Literary career and fame
Since 1978, McEwan has gone on to publish over 20 novels and achieved literary fame, remaining a favourite among readers and critics. McEwan’s second novel, The Comfort of Strangers (1981), earned him his first of five nominations for the prestigious Booker Prize for literature, with his 1998 novel, Amsterdam, securing him the prize. Although it did not win him the prize, Atonement (2001) remains his most critically acclaimed novel to date. Not only did Atonement receive a wide array of prizes, but in 2007 the novel was also adapted for film. Directed by Joe Wright, and starring Keira Knightley and James McAvoy, Atonement secured seven Oscar nominations, winning in the category of Best Original Music Score.
McEwan on screen
Atonement is just one of McEwan’s many works to reach the big screen. In 2017, both McEwan’s 2007 novel, On Chesil Beach , and his 2014 novel, The Children Act , were adapted into critically acclaimed films. The author has also been involved in many smaller projects for television and theatre.

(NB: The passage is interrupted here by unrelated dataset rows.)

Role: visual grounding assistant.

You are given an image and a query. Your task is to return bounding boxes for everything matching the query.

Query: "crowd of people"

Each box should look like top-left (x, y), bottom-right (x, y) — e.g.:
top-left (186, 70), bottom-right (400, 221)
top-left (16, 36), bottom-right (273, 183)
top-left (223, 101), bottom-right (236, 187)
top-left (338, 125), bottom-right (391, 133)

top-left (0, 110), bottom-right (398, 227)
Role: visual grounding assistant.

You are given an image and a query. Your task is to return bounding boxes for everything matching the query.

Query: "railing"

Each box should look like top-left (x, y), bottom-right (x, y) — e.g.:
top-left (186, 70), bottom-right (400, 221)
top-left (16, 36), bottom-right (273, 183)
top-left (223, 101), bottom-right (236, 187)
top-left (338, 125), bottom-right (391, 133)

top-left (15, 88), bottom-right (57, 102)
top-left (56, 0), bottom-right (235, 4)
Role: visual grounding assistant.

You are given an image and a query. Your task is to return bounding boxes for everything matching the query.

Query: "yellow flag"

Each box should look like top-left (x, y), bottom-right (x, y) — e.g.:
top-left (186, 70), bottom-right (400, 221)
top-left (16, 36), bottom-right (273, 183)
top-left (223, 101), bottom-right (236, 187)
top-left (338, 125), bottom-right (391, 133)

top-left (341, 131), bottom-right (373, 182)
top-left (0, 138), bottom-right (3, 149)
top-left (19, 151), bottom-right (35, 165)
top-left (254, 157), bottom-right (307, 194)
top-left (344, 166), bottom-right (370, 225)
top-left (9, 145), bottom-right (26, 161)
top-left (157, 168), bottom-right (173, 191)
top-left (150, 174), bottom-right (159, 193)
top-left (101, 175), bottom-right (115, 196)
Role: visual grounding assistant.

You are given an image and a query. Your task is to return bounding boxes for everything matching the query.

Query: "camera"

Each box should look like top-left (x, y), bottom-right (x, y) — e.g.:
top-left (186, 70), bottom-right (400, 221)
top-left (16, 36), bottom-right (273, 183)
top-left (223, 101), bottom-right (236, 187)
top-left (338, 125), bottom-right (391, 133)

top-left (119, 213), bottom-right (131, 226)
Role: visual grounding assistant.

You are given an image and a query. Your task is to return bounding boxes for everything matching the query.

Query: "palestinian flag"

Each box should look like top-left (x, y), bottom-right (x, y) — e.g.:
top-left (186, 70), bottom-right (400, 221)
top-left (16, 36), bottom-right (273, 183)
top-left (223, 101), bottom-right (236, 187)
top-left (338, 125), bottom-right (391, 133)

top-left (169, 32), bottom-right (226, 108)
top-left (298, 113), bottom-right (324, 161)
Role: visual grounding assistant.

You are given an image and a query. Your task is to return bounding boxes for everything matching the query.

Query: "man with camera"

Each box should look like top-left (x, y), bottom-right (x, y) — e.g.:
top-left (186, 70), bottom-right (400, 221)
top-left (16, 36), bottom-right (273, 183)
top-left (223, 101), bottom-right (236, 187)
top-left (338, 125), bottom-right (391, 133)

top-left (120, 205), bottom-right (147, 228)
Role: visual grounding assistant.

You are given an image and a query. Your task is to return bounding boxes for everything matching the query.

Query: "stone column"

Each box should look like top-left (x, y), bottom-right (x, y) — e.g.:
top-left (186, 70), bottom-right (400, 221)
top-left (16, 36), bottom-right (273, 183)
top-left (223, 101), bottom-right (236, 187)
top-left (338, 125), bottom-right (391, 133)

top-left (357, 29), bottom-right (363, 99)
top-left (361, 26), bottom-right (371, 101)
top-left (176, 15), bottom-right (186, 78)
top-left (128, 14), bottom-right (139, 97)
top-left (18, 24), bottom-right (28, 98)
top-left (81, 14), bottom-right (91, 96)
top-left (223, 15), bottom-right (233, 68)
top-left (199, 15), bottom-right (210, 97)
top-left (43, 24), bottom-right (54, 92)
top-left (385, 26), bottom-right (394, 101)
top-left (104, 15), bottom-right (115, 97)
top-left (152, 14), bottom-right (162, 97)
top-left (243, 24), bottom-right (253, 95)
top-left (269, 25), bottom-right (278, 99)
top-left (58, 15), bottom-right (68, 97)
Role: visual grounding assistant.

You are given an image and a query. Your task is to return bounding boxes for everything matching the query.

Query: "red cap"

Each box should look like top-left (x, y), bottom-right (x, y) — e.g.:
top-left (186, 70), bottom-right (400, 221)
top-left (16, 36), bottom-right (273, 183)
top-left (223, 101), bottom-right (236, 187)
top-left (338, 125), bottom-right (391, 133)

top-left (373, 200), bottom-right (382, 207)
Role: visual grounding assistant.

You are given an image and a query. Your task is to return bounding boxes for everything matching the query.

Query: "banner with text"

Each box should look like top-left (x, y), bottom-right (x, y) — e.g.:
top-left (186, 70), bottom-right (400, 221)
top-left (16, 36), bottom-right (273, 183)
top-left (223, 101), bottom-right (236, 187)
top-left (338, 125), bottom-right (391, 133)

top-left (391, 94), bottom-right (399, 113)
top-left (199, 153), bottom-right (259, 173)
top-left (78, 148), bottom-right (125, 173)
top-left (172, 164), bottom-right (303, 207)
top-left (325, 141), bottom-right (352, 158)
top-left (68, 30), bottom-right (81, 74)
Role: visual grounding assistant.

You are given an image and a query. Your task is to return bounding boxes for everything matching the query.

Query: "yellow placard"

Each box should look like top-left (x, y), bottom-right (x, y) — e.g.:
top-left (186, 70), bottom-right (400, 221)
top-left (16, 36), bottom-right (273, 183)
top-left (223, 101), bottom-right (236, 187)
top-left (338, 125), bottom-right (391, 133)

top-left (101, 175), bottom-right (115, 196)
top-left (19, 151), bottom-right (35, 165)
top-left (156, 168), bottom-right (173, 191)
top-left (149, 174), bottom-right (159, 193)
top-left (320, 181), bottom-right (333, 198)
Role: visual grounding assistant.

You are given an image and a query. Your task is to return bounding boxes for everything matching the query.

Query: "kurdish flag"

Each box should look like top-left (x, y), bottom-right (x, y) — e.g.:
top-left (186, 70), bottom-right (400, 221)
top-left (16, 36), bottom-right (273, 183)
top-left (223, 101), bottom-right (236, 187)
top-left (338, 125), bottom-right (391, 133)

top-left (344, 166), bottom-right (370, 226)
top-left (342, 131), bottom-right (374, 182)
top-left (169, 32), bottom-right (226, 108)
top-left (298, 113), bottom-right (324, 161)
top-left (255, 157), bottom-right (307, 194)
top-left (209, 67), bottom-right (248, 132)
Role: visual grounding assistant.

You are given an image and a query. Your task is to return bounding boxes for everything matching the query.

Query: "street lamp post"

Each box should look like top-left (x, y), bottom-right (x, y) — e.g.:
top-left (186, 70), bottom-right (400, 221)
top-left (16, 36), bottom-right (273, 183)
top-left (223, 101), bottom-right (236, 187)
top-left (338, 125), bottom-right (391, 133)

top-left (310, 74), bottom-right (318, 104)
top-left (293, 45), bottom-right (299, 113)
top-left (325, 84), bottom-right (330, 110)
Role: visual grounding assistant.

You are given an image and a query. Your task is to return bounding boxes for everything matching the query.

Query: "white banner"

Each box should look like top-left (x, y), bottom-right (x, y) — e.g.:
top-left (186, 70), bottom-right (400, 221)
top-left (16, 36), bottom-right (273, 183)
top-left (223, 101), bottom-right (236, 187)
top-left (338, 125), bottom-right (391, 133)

In 1976, McEwan’s first script for television, ‘Jack Flea’s Birthday Celebration’ aired. Shortly afterwards, in 1980, his first television play, The Imitation Game, was broadcast by the BBC, directed by Richard Eyre. Eyre would later go on to direct McEwan’s first full-length feature film, The Ploughman’s Lunch (1983) and, most recently, the 2017 film adaptation of McEwan’s The Children Act (2014). Like the stories from which they derive, film adaptations of McEwan’s stories are not without controversy, as can be seen in the 2002 BBC film adaptation of McEwan’s short story of the same name, Solid Geometry, with BBC management raising concerns about the film’s subject matter.
McEwan in recent years
McEwan’s literary success has continued to flourish in recent years. In 2000, he was awarded a CBE for his services to literature, and in 2014 he was presented with the Bodley Medal, the highest mark of honour from the University of Oxford’s Bodleian Libraries, some of the oldest and most prestigious libraries in the world. In recent years, McEwan has been a prominent public speaker on environmental, scientific, and literary matters. In his latest novel, Machines Like Me (2019), he engages with ideas of human nature, identity, power, and technology in his depiction of artificial intelligence in the form of synthetic humans.